违法代价过低,而维权成本太高,是一些极端的网络行为不被有效遏制的重要因素。遏制网络暴力必须严格界定网站经营者法律责任,追究网站行政监管部门行政责任。
“在无穷的远方,有无数的人,都同我有关!”80多年前,鲁迅说过这样的话。
时下,网络正“演绎”着这句话——一些穷追不舍的网民以道德守护者、审判者的姿态,借助“人海战术”的方式对被锁定的目标个体进行人格讨伐与身份示众:“史上最毒后妈”事件、“姜岩事件”、“很黄很暴力”事件、“辽宁骂人女”事件、“Die豹辱骂四川地震导致休学”事件等……在一个已经拥有130多万家网站、网民超过1.6亿、网络表达逐步社会化的国度,如果“在无穷的远方,有无数的人,都同我有关”的网络“人肉搜索”风行的话,很难相信,靠网民或网站经营者的自我约束,这些所谓的正义之“恶”不会愈演愈烈。
网络在充分、自由而真实地表达民众意见并迅速形成社会性的舆论方面的确有着不可低估的能量,但由于网络的过度开放性与自我主体性,无论引发网络舆论的客观事件如何真实,网络舆论因为过多夹带了远离客观事件的网民个人发挥的意见,而使其带着一些偏激的情绪。此种情绪化在网络“人肉搜索”过程中,正被夸张地展现或延伸。

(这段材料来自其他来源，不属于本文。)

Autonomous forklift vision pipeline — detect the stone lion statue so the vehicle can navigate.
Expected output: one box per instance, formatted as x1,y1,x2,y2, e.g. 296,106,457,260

只要自由表达的权利而不担义务,可以说是目前某些网络使用者的一种主要心态。本来不应该抛弃的社会角色压力,在一些网民看来却成了表达自由的对立物。与此密切相关的是,部分网民普遍遵循着一种貌似正确的自我评价逻辑:“目的能够说明手段的正当性”。网络行动的目的只要在道德意义上高尚,就自动证明选择的手段是恰当的。“人肉搜索”这类网络暴力有一个共同的模式:它源起于道德的义愤,是对不道德或者违法现象的抵制。
但是,无论从道德还是法律的角度看,这样的逻辑都难以成立。道德和法律其实遵守着同一个规则:不得用不道德的手段来对付不道德的行为以求得结果的对等。而将网上一方所提供的道德谴责的信息移到现实生活,并对事件所涉的具体个人进行群体性的指责,公布其个人事项,干扰其正常生活,甚至恐吓、威胁其生命安全,这显然超出了法律允许的范围。即使行为人实施了不道德甚至违法犯罪行为,在未经法院定性之前,任何人无权以公开的方式进行审判。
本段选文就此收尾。